Judge Muhammad bin Saeed bin Kabbun and his jurisprudential views
DOI:
https://doi.org/10.61821/v19i2.0175Keywords:
Ibn Kabbun, Aden jurists, - jurisprudential opinionAbstract
The research defines the life of Judge Muhammad bin Said Kabbun (d. 842 H) and compiles his scattered jurisprudential opinions found in the books of Shafi'i jurisprudence, presenting them in a concise study. The research aims to introduce Judge Ibn Kabbun and highlight his scholarly status within the madhhab. Ibn Kabbun was born in Aden, where he grew up and was buried. He served as a judge there for forty years. He sought knowledge first in Aden, then traveled and was authorized by the scholars of his time in Yemen and Hejaz.

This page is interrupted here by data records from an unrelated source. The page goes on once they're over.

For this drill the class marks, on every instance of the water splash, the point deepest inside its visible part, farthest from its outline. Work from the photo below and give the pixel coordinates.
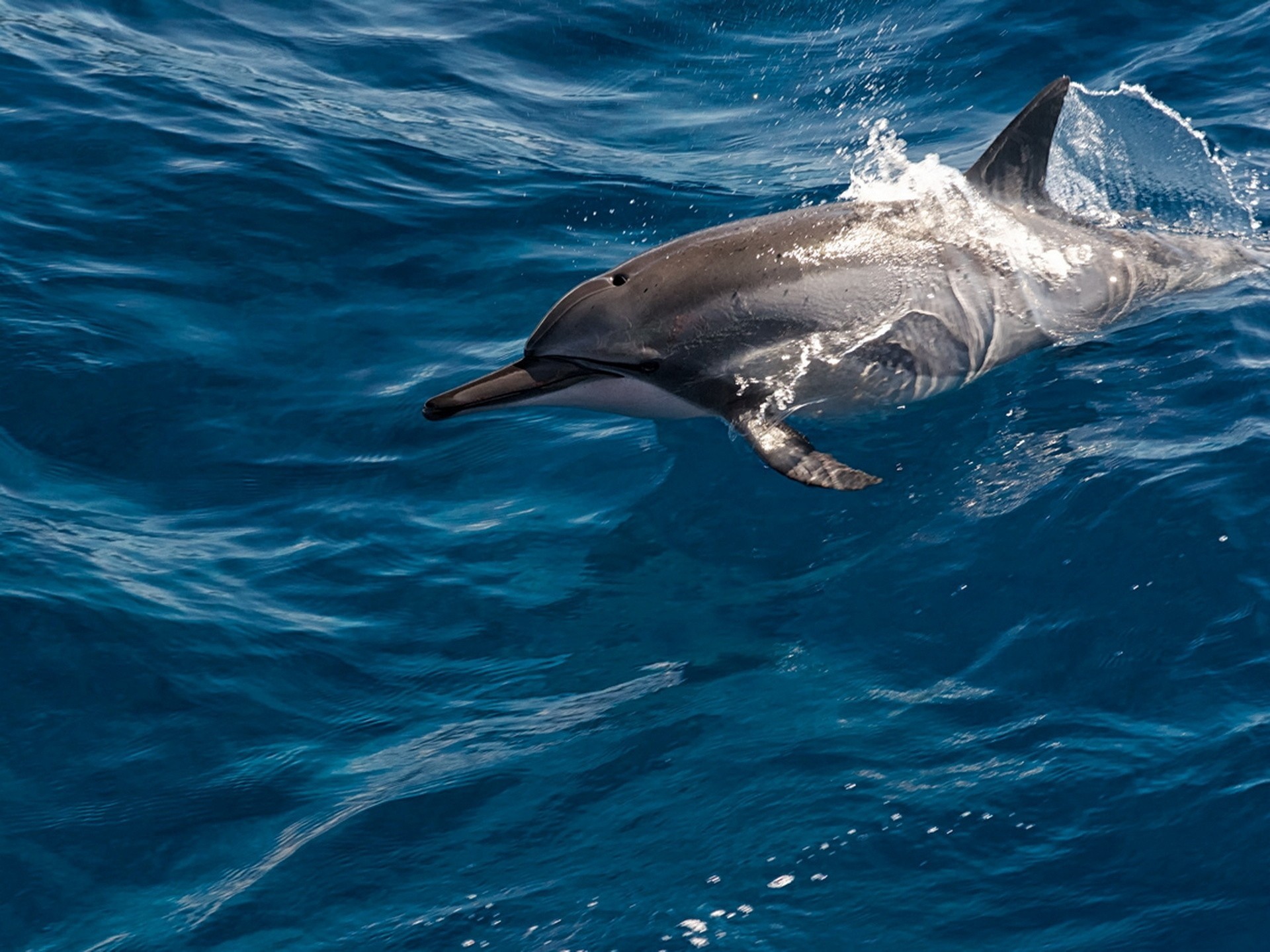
(1122, 155)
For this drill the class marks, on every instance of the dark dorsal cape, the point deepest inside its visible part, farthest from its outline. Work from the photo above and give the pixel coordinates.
(1014, 167)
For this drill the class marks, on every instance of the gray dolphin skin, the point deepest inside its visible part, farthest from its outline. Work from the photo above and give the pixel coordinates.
(849, 306)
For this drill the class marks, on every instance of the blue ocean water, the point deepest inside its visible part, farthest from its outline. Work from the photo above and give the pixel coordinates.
(287, 668)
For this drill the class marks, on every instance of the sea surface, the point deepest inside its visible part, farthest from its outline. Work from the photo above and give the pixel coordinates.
(286, 666)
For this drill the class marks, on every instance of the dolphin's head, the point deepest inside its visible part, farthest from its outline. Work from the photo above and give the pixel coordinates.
(595, 332)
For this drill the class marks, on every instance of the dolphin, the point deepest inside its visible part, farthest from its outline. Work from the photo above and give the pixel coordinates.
(849, 306)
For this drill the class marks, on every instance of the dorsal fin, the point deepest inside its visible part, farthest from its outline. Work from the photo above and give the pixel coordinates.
(1013, 169)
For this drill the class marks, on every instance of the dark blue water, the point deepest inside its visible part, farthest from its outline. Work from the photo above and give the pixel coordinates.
(287, 668)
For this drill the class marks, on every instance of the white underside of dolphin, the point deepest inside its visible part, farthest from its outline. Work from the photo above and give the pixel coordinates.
(857, 304)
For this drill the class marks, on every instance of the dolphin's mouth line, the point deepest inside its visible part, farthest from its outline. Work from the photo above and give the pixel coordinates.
(517, 382)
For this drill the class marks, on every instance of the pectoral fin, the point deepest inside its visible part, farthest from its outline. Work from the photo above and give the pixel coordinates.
(788, 451)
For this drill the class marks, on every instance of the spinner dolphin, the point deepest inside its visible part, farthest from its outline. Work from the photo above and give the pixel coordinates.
(849, 306)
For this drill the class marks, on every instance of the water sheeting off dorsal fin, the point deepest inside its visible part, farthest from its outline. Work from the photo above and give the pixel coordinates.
(1013, 169)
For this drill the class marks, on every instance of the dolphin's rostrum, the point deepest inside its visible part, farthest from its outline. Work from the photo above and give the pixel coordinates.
(849, 306)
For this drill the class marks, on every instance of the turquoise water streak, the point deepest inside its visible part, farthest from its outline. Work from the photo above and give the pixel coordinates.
(288, 668)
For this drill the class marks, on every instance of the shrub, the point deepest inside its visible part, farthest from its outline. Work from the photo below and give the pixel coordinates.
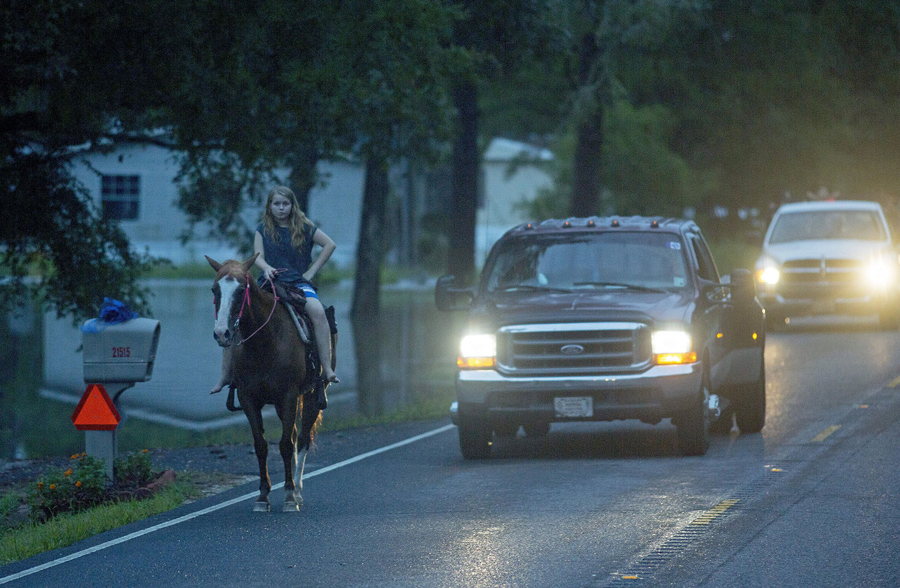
(84, 485)
(134, 471)
(81, 486)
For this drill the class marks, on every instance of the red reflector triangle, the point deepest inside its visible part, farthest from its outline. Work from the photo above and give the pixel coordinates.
(96, 411)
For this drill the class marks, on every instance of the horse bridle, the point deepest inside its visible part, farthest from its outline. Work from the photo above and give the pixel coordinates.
(245, 302)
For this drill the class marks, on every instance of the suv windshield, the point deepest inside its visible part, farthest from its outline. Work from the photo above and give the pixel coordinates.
(575, 262)
(863, 225)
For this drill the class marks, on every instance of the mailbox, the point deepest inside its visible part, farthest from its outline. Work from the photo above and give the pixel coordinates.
(120, 352)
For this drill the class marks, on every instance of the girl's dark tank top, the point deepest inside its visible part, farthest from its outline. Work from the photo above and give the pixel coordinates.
(281, 255)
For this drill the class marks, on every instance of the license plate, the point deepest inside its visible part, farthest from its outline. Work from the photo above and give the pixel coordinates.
(573, 406)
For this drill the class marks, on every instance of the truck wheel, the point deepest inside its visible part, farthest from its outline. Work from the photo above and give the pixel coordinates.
(750, 404)
(474, 439)
(692, 425)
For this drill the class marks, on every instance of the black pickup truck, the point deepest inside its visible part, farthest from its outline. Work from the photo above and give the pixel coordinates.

He also sought authorization through correspondence from scholars in Egypt and the Levant. Then he assumed the judiciary, arbitrated, reconciled people, taught, issued fatwas, and authored works. For this purpose, I followed the inductive and analytical approach, gathering his statements and dividing them into jurisprudential sections such as acts of worship and transactions. I studied them all and demonstrated Ibn Kabbun's jurisprudential methodology, showing how he used jurisprudential principles, cared about legal objectives, and applied contextual Ijtihad by actualizing the connection to real incidents. The number of issues reached twenty-five jurisprudential issues mentioned by the madhhab jurists in their books, distributed across various jurisprudential sections. Judge Ibn Kabbun adhered to the Shafi'i madhhab in principles and branches, deviating only in one issue due to the clarity of the legal objective, adopting the Malik and Ahmad madhhabs. The Shafi'i madhhab jurists agreed with Judge Ibn Kabbun in most of the issues mentioned about him and even cited them in their fatwas, except for two issues they disagreed with him on, and a third where he deviated from the madhhab.